The problem of identifying explosive processes parameters for the Unit 4 accident taken place at the Chornobyl NPP on April 26, 1986 was considered in many publications, some of them are included into the book “Shelter Object. Its history, state and perspectives” by the authors V.N. Gerasko, A.A. Klyuchnikov, A.A. Korneyev, A.V. Nosovskii /Kiev, Intergraphik, 1997/.
Accident scenarios considered by many authors at the initial stage of development certify that the explosive process can be relatively divided into two stages. At the first stage, approximately 6-7 sec by duration, after pushing the A3 -5 button, the reactor power increased to the quantity from 50 to 100 times more than rating value, that is up to 160,000-320,000 megawatt, and it caused the increasing of vapor pressure (up to 10-30 mega Pascal) and fuel temperature in the most energy-intensive areas of core up to melting point (2650 ј С). By the time 7.5 sec the fuel in the lower part of the core melted and partially vaporized. These processes caused the damage of fuel elements and fuel channel tubes, the beginning of the reactor upper metal structures break (Assemble Е), and also they intensified steam-zirconium reactions, reactions between steam and iron, interaction between melted fuel and water and steam, accompanied by hydrogen evolving. Probably, ruptures in contour of multiple forced circulation became the reason for the first explosion confirmed by the witnesses. At this point, the first stage could be considered relatively completed.

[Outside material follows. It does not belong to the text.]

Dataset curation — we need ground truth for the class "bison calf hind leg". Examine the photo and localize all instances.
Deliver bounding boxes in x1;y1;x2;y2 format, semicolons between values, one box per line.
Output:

The second stage, approximately 3 sec by duration, is characterized by hydrogen formation (according to some estimations up to 200 kg), its outlet into the central reactor hall and formation of the detonation oxygen and hydrogen mixture (detonating mixture) and its detonation. According to the estimation the trotyl equivalent of explosion is equal to 300-600 kg of trinitrotoluene. The character of damages confirms its large scale.